This aspect is significant because this landmark ruling significantly shifts the legal terrain by moving beyond merely recognizing Muslim marriages to integrating Islamic financial principles into civil law, preventing the exploitation of legal loopholes.
The ruling noted that because of the Divorce Amendment Act 1 of 2024, courts are now legally obligated to consider the specific context of spouses in an Islamic marriage rather than applying a “strictly civil law outlook”.
The court must be commended for detailing a ruling on its own terms and in particular even going so far as citing the following in its judgment- “The Holy Quran explicitly imposes a duty of maintenance on the husband as follows ‘Let the man of means spend according to his means, and the man whose resources are restricted, let him spend according to what God has given him.’ (Chapter 65 verse 7).”
Effectively the principles the Qur’an introduces as a catalyst for social transformation all work to establish balance and bring about greater justice and equity in human behaviour, both at a basic level between spouses and broadly at a global level.
There are certain fundamentals that have been emerging from such judgments.
Maintenance for women which is intrinsic to the Qur’an is now a legal precedent in South Africa. It is the first reported High Court decision to explicitly use the Islamic obligation and an Islamic principle of nafaqah to support a civil claim for monetary reimbursement between divorced Muslim spouses. In this case and possibly many others that have arisen over the years, the ruling effectively demolished the common legal defence used by ex-husbands that a wife’s financial contributions during a marriage were merely “voluntary gifts”. Many husbands were getting away with such by falsely alluding to the fact that they were gifts effectively creating loopholes have been exploited on a regular basis by all and indeed bolstered by unscrupulous attorneys who were only interested in pecuniary benefits for themselves by manufacturing such defences.
The judgment also sends a rigorous message to magistrates who on many occasions adopt a superficial, literalistic and narrow approach when faced with various factual scenarios. When the court amalgamates religious legal norms with civil law, claims can no longer be dismissed simply because they arise from an Islamic marriage or rely on Jurisprudential principles like nafaqah.
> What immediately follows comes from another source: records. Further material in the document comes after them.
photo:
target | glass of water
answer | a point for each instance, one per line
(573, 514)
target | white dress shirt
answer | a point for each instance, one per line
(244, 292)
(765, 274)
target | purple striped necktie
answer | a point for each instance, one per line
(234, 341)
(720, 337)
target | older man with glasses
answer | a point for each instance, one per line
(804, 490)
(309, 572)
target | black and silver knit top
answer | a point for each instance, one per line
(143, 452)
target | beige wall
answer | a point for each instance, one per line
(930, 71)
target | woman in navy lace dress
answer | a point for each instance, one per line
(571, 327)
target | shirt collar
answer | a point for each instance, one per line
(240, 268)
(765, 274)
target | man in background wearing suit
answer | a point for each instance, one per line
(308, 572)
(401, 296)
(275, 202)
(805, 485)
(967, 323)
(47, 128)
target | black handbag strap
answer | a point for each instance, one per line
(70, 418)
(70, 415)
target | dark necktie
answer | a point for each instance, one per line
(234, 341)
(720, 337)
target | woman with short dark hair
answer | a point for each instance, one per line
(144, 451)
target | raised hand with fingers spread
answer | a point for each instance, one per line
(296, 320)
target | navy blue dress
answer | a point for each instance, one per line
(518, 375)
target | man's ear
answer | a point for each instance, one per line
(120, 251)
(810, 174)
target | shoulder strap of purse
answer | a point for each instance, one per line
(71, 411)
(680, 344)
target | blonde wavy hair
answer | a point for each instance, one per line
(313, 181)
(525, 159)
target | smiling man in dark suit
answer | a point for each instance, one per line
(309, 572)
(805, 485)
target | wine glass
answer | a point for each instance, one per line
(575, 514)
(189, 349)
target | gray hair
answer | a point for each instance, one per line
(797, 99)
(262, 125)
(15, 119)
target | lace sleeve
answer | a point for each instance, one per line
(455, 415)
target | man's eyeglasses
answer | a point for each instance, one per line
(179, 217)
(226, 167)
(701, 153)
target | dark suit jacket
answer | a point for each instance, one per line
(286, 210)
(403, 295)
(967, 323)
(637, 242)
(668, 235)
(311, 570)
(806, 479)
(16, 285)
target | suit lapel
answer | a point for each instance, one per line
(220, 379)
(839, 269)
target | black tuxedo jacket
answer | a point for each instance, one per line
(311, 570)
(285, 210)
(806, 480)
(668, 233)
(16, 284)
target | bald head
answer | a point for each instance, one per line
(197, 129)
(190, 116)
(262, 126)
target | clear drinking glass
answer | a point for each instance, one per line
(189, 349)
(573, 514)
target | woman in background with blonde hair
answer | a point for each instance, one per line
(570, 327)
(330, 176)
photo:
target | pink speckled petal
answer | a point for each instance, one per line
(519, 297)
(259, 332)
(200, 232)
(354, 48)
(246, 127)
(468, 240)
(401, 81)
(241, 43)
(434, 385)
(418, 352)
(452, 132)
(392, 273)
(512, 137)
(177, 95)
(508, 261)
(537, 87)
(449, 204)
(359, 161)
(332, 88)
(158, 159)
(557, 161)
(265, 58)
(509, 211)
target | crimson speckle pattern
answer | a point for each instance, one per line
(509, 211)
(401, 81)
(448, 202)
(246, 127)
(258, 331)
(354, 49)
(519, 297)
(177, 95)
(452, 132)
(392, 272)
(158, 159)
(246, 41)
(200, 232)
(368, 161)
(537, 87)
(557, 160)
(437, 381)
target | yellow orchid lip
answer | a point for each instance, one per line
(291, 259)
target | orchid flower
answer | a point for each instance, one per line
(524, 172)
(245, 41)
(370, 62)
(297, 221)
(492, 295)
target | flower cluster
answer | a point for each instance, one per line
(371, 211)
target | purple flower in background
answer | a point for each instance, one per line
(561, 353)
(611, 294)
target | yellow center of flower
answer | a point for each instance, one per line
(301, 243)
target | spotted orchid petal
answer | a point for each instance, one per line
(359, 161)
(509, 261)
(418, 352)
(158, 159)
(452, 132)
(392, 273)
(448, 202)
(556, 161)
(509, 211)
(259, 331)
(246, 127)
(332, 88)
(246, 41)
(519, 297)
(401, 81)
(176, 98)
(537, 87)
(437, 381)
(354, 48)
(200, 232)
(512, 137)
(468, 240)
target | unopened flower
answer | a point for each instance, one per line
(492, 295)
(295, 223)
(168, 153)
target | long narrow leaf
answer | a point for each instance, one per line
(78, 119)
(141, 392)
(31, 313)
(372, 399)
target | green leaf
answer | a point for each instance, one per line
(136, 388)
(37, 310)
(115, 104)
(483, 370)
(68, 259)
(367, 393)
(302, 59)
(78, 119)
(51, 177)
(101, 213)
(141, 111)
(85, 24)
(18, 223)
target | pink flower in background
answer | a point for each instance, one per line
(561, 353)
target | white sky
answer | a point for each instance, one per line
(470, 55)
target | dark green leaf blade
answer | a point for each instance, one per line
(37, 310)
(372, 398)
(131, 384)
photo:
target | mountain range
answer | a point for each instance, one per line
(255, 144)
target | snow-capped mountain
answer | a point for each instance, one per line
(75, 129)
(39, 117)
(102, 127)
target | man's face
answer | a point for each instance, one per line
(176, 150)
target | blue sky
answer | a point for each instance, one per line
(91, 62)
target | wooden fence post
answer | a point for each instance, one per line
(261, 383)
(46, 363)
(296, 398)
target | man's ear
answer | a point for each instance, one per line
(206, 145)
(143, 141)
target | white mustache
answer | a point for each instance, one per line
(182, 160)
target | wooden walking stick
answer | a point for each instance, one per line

The court effectively adopted an Islamic obligation and made it a legal obligation based on that very Islamic principle. Gone are the days when only western legal frameworks from Roman-Dutch law formed the fabric of South African society. Besides that, it now has set a precedent for how Muslim women can claim repayment for household expenses (rent, groceries, debts) borne during the marriage by providing a practical and an actionable remedy for financial recovery, breaking down barriers to the inequality in the South African legal system that have existed for far too long.